Bossi ha dichiarato che una fotografia non prova nulla, ma di sicuro certifica la capacità degli uomini della ‘ndrangheta di scegliersi gli interlocutori con cui dialogare, fermo restando la necessità di accertamento in sede penale. Passando dalle fotografie ai fatti, occorre ricordare l’arresto, nell’ambito della retata disposta a luglio, di Carlo Antonio Chiriaco, potente manager della sanità lombarda, ma mafioso “per gioco” come ha cercato di schernirsi con gli inquirenti. Legato al nome di Chiriaco vi è quello del sindaco di Borgarello (Pv), Giovanni Valdes, in quota Pdl, arrestato in seguito alle scosse di “Infinito” ma parte di uno stesso gioco criminale. Per questi, come per altri politici citati nell’ordinanza dei magistrati, c’è ovviamente la presunzione d’innocenza.

Lo stesso discorso vale per le amministrazioni comunali nell’occhio del ciclone. A Desio, minoranza e Lega hanno mandato a casa il sindaco prima del probabile scioglimento prefettizio. Altri comuni navigano in cattive acque e le divisioni interne non fanno che fomentare le voci di scioglimento. Staremo a vedere.

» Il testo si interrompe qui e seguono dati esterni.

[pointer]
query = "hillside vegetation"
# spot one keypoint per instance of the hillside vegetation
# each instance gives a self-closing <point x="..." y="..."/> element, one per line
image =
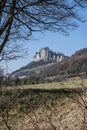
<point x="54" y="106"/>
<point x="37" y="72"/>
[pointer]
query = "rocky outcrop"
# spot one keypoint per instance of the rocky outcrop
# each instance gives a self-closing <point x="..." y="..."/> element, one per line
<point x="47" y="55"/>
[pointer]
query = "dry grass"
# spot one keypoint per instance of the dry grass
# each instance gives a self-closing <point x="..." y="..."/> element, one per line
<point x="47" y="106"/>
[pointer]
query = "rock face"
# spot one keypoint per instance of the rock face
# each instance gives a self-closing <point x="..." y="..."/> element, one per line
<point x="47" y="55"/>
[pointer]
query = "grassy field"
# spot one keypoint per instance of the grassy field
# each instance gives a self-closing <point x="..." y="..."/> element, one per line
<point x="50" y="106"/>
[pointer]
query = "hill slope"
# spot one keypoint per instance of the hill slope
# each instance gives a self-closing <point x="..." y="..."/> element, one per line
<point x="68" y="67"/>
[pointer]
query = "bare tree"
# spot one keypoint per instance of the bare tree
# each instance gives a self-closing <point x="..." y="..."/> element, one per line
<point x="19" y="19"/>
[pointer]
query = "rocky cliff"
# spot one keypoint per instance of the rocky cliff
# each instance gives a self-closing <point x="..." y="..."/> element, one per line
<point x="48" y="55"/>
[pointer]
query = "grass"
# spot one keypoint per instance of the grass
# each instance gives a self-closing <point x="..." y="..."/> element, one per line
<point x="43" y="106"/>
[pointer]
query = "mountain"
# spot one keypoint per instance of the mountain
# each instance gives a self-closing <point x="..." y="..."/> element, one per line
<point x="50" y="70"/>
<point x="45" y="57"/>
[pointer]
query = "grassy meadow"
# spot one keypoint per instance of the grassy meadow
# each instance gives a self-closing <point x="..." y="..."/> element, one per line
<point x="49" y="106"/>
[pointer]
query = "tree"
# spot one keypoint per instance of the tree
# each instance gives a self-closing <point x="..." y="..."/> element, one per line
<point x="19" y="19"/>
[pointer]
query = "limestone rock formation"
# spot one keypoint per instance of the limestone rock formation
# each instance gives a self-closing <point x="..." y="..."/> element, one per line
<point x="48" y="55"/>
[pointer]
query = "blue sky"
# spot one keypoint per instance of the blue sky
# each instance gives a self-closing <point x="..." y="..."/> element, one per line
<point x="76" y="40"/>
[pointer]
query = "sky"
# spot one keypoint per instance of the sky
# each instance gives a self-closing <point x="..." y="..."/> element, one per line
<point x="76" y="40"/>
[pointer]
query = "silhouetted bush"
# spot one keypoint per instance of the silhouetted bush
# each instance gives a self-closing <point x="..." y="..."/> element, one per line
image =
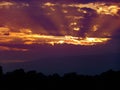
<point x="18" y="79"/>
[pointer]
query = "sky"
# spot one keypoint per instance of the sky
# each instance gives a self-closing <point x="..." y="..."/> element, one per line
<point x="60" y="36"/>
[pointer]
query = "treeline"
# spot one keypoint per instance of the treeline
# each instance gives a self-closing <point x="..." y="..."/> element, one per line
<point x="32" y="80"/>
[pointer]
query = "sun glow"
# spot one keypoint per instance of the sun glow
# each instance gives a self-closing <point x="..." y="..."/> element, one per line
<point x="26" y="36"/>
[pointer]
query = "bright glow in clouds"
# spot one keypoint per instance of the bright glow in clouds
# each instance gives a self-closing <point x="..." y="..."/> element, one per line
<point x="80" y="24"/>
<point x="27" y="37"/>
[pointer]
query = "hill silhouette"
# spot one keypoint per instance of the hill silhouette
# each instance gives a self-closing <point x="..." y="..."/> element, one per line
<point x="32" y="80"/>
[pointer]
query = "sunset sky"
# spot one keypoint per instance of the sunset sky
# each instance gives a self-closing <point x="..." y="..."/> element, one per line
<point x="60" y="36"/>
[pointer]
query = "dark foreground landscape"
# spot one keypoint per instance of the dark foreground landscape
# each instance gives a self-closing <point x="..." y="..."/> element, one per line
<point x="19" y="79"/>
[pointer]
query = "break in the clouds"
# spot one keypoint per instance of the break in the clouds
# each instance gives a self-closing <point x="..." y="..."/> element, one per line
<point x="36" y="22"/>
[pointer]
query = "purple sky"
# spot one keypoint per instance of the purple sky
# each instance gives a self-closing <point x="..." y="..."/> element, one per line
<point x="63" y="58"/>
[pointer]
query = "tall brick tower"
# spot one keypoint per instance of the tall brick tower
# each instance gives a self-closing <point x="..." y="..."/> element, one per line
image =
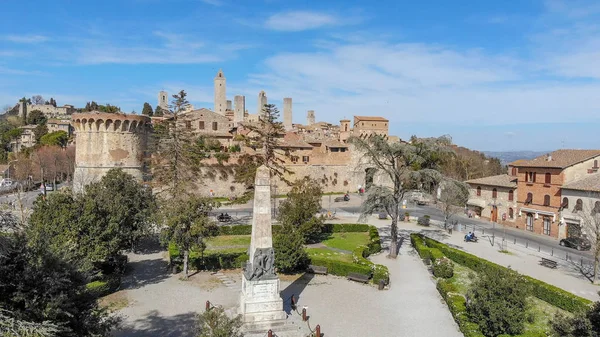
<point x="220" y="94"/>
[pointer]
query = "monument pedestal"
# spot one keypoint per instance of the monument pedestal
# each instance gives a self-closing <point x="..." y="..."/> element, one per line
<point x="260" y="301"/>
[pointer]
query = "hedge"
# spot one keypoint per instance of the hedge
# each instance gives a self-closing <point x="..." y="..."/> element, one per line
<point x="327" y="228"/>
<point x="548" y="293"/>
<point x="340" y="268"/>
<point x="104" y="286"/>
<point x="210" y="260"/>
<point x="457" y="305"/>
<point x="345" y="228"/>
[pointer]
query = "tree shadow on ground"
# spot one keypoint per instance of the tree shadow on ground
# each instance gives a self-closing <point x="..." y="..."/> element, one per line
<point x="148" y="245"/>
<point x="182" y="325"/>
<point x="295" y="288"/>
<point x="145" y="272"/>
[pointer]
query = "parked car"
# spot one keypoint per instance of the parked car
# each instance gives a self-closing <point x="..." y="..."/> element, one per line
<point x="577" y="243"/>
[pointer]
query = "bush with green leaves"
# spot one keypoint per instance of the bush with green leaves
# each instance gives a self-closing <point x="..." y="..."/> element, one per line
<point x="497" y="302"/>
<point x="443" y="268"/>
<point x="290" y="255"/>
<point x="216" y="323"/>
<point x="423" y="220"/>
<point x="581" y="324"/>
<point x="553" y="295"/>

A completare il quadro della nuova realtà, che vede la politica fare i conti con le relazioni pericolose strette con i boss in decenni di silenzi, si segnalano le polemiche riguardanti il presunto appoggio del boss Franco Coco Trovato al leghista Roberto Castelli: secondo il pentito Giuseppe Di Bella, la ‘ndrangheta avrebbe appoggiato l’astro nascente della politica, la Lega Nord, con l’aspettativa di vantaggi futuri. Non c’è dubbio che l’operazione “Il crimine”, con l’importante capitolo lombardo “Infinito”, abbia segnato un punto di non ritorno nel contrasto alle cosche in Lombardia.

Punto di non ritorno, certamente per quanto riguarda le relazioni tra mafia e politica, come certificano i magistrati: «Inquietanti sono i rapporti del sodalizio con esponenti del mondo istituzionale: forze dell’ordine, candidati a elezioni, appartenenti alla p.a.: la ‘ndrangheta non e solo una rete criminale, ma un vero e proprio sistema di potere che entra in rapporto con altri poteri (economico, politico, imprenditoriale) e con gli stessi instaura rapporti e relazioni stabili non solo di carattere corruttivo ma anche di vicinanza e contiguità». Infatti, oltre a fotografare la penetrazione capillare – ben altro dell’infiltrazione che si tenta di accreditare – delle locali di ‘ndrangheta in terra padana, le indagini dei pm milanesi e calabresi hanno potuto portare alla luce relazioni e intrecci, che ancora lontani dal costituire prove a carico delle persone coinvolte, rivelano una colpevole e leggera indifferenza da parte di rappresentanti delle istituzioni nel rapportarsi con esponenti delle cosche, soprattutto con i “colletti bianchi” delle organizzazioni criminali. Prove di dialogo, fatti da provare, ma fine dell’innocenza sicuramente.